Let me provide more details here, because what makes this particularly interesting is packing - to keep repository structure manageable and not have millions of files in the repository, kopia will concatenate chunks of original files (“contents”) into larger files stored in repository (“blobs”). Only fully unreferenced blobs can be deleted, obviously.

As part of maintenance kopia will detect blobs that are partially full (they contain a mix live and non-live contents) and will periodically rewrite live contents to separate blobs making the partial blobs subject to garbage collection.

For example,

Imagine first snapshot had files/contents 1,2,3,4,5,6,7,8,9,10,11 and second snapshot had 1,3,5,7,9,… They would typically be packaged into pack blobs like so:

blob1: [1,2,3,4]
blob2: [5,6,7,8]
blob3: [9,10,11]

(note: second snapshot did not write any blobs due to deduplication)

When first snapshot gets deleted, contents 2,4,6,8 & 10 would become unreferenced but none of blob1,blob2,blob3 would be able to deleted.

As part of next maintenance Kopia will perform compaction of alive contents into new blobs and write:

blob4: [1,3,5,7]
blob5: [9,11]

Now some contents have 2 copies in multiple blobs and blob1, blob2, blob3 can now be deleted.

(Note: this compaction only happens when blobs have enough “holes” in them so deleting one or two contents may not always rewrite the remaining ones)

This deletion of unreferenced blobs does not happen immediately, because Kopia also supports concurrent operation, where another kopia instance can be running at the other side of the world at exactly the same time and have they may need blob1,blob2,blob3 and hold on to them for a while due to caching.

Each client will invalidate their cache after 15 minutes or so, thus deletion of blob1,2,3 will wait around 1h to be safe and ensure all other clients will switch to blob4, blob5 as the authoritative source.

1 Like

These details are quite good. One question so when we even do --delete option, are we saying actual blobs are not deleted? Does this mean if my repository is s3, those files are still there (still consuming space), and only during maintenance, these are deleted. Am I wrong here?

Thats correct. It’s recommended to run maintenance frequently and it will keep repository nice and compact as it changes.

Another question, I assume that when maintenance is done, kopia has the intelligence to go and delete blobs from s3?
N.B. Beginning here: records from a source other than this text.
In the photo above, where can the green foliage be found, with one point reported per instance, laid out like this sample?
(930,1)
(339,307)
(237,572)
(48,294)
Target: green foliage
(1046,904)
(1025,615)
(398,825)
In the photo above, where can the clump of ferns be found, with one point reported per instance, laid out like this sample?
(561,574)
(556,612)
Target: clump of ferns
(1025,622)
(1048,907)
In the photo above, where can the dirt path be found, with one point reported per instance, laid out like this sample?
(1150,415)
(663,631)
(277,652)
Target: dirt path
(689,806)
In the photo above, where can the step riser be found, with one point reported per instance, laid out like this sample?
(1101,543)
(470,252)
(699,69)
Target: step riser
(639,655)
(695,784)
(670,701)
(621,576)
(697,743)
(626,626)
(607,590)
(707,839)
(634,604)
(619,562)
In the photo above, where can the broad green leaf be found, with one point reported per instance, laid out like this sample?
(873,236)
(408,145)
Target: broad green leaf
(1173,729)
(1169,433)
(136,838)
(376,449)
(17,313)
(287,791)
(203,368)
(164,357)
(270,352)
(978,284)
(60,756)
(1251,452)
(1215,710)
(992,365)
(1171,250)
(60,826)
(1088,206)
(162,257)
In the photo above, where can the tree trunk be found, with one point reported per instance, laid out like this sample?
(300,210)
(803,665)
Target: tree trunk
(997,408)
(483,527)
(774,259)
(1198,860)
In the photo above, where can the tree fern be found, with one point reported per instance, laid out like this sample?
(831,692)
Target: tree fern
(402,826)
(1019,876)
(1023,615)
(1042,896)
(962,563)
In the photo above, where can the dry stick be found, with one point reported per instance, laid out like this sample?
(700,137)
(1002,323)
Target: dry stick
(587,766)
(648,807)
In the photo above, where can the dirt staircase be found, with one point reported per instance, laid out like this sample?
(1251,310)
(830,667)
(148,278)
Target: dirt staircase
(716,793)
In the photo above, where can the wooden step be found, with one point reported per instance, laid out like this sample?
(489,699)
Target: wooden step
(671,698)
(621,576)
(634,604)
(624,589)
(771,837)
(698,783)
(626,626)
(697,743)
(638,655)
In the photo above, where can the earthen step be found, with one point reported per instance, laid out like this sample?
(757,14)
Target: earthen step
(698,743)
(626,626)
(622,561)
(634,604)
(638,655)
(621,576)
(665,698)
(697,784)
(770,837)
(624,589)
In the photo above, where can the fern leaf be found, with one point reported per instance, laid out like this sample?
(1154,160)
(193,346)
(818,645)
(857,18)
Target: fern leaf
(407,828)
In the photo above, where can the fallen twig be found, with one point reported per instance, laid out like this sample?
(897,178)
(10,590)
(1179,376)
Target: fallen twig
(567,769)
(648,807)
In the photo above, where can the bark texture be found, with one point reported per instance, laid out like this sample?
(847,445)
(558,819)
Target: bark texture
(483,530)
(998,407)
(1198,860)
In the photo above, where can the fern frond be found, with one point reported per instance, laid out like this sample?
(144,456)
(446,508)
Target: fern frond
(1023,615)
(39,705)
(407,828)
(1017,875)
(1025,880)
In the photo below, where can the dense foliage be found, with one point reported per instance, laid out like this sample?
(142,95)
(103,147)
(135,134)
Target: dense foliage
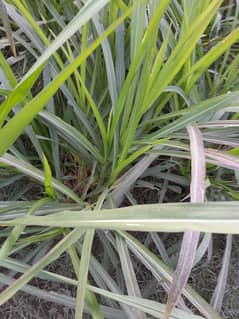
(99,100)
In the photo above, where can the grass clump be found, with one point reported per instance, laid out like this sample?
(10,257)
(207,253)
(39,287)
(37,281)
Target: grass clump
(100,98)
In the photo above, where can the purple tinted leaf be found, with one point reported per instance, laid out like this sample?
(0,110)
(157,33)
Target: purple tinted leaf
(219,291)
(220,123)
(190,239)
(221,158)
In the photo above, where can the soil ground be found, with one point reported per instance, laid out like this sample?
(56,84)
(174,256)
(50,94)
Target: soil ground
(203,279)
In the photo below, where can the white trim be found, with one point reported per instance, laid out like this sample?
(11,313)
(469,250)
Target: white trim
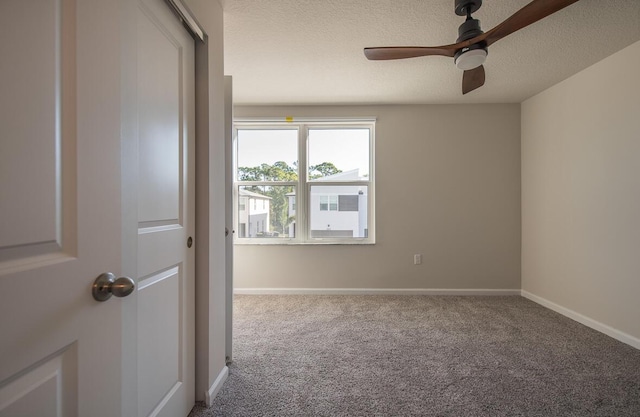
(187,17)
(580,318)
(304,120)
(372,291)
(210,395)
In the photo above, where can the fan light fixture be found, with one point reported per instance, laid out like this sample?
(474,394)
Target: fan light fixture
(471,59)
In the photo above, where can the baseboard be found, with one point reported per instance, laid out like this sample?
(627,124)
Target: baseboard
(210,395)
(372,291)
(589,322)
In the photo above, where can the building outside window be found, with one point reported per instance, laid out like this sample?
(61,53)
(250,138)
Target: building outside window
(313,179)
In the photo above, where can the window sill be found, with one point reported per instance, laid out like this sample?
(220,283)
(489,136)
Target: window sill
(294,243)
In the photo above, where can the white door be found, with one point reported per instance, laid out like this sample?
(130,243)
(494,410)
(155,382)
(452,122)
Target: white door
(166,212)
(62,211)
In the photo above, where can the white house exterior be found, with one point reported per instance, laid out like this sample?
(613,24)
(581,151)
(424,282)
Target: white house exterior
(253,214)
(336,210)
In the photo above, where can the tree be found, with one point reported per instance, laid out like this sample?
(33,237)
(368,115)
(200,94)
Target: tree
(322,170)
(280,171)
That’s correct. It will do it automatically as part of each maintenance.

Hi, Was thinking through this with my use case in mind where I am writing a wrapper over CLI for taking a snapshot, restore and delete and have few questions.

  1. When I take a backup of a multiple repos to s3 (each having their own credentials), how does kopia maintenance know the required creds for each repo?
    [As i know when we create a repo it creates config files under /root/.config/kopia but what i see is this config files are overwritten every time a new repo is created.]
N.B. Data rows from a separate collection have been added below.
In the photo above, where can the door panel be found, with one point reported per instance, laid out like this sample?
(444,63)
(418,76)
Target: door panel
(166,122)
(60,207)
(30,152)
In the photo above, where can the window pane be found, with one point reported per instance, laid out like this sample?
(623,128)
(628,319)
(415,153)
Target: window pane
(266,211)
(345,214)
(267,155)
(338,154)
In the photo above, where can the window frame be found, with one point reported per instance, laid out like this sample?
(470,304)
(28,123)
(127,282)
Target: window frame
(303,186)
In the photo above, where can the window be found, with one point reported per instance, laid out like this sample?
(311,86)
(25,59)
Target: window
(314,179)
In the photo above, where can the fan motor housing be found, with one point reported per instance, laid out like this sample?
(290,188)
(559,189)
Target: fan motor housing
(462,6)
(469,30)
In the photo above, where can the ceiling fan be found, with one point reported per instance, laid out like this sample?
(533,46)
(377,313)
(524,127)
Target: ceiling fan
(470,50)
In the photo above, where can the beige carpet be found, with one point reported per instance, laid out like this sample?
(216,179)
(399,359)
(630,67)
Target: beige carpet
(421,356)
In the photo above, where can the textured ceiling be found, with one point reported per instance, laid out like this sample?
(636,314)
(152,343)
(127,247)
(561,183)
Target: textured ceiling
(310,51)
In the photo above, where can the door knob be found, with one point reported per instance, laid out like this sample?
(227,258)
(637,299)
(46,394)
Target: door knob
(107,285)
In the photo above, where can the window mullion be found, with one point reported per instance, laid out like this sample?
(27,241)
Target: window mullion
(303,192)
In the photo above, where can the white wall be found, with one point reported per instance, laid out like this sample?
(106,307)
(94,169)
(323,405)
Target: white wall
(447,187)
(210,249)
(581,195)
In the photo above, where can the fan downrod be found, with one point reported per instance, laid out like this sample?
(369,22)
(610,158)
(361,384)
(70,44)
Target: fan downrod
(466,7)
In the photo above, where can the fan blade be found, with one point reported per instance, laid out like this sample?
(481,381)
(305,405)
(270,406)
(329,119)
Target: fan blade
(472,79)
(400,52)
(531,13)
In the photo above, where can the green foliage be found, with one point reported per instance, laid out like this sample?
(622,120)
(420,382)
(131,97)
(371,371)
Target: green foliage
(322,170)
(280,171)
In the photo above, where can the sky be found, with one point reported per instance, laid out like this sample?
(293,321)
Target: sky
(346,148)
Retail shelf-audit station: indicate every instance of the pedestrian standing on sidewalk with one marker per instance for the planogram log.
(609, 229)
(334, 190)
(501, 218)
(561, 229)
  2. I take a backup of a repo, after sometime let’s says maintenance is triggered and at the same time user triggers another backup for the repo. So in this scenario, i assume kopia will skip deleting those blobs from the repo right as another backup is in progress?

Hi,
Can anyone throw some light on this?

There’s currently no way to get dynamic credentials to s3 provider or any other provider for that matter. You can probably extend s3 provider for your use case but it i think you’re dangerously close to a solution that will be diverging from where Kopia is heading and thus difficult to maintain.

Regarding your other question - yes it is safe to do snapshots while maintenance is running.

When I am running such things, I always create several Kopia server instances, which are running simultaneously, such that there is one Kopia process per S3 bucket - each run either from a script which either contains the credentials or a config which points to a specific password file for the resp. S3 bucket.